Glycosciences are the study of glycans, which are simple and complex carbohydrates. Glycans are one of the four building blocks of life on Earth with nucleic acids, proteins and lipids, but have become the “`dark matter’ of the biological universe,” according to Dr. Ajit Varki, distinguished professor at the UCSD School of Medicine.
“Since the molecular biology revolution of the 1980s and 1990s, most biomedical research has focused on DNA, RNA and proteins,” Varki said. “As a result, our understanding of glycosciences, including glycan evolution, biological roles and clinical significance, have lagged far behind.”

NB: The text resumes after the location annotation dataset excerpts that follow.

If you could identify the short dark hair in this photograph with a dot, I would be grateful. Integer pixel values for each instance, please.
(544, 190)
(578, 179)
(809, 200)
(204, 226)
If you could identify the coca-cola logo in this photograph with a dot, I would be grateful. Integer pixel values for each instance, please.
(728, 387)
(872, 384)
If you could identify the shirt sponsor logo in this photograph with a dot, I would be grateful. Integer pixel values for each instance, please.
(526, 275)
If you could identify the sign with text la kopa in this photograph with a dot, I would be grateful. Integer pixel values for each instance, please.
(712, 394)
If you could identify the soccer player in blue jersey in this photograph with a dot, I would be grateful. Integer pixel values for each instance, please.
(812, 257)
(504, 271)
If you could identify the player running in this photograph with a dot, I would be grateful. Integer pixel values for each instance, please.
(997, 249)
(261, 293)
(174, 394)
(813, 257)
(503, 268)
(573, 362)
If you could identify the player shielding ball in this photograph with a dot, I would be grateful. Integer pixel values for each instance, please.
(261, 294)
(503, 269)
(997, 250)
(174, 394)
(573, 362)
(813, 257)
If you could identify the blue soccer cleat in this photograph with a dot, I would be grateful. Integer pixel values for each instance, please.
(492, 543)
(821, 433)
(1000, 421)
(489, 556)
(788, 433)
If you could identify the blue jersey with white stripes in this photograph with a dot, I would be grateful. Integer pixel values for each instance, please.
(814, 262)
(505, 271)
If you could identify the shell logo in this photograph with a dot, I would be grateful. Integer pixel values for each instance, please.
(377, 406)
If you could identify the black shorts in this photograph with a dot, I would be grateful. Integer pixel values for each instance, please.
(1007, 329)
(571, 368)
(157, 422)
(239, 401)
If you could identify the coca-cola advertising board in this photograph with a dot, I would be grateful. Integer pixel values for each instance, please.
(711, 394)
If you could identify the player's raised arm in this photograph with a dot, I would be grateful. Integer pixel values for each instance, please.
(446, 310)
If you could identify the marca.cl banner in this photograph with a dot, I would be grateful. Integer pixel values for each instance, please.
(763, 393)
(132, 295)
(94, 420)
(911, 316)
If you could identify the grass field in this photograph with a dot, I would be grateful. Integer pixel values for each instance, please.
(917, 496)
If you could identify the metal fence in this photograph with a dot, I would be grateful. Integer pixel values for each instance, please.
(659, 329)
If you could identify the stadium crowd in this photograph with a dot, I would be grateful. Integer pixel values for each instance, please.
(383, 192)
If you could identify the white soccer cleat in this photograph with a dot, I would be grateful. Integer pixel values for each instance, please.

UCSD will recruit and train up to 18 glycoscientists in the early stages of their careers who can commit to one to three years of rigorous glycan study and research. The recruits will have access to cutting-edge research technology and opportunities to network and collaborate with other glycan researchers.
“Our goal is to develop a cadre of biomedical researchers who will drive forward much needed glycoscience-based solutions to a large variety of life-threatening and debilitating diseases,” said assistant professor Dr. Kamil Godula.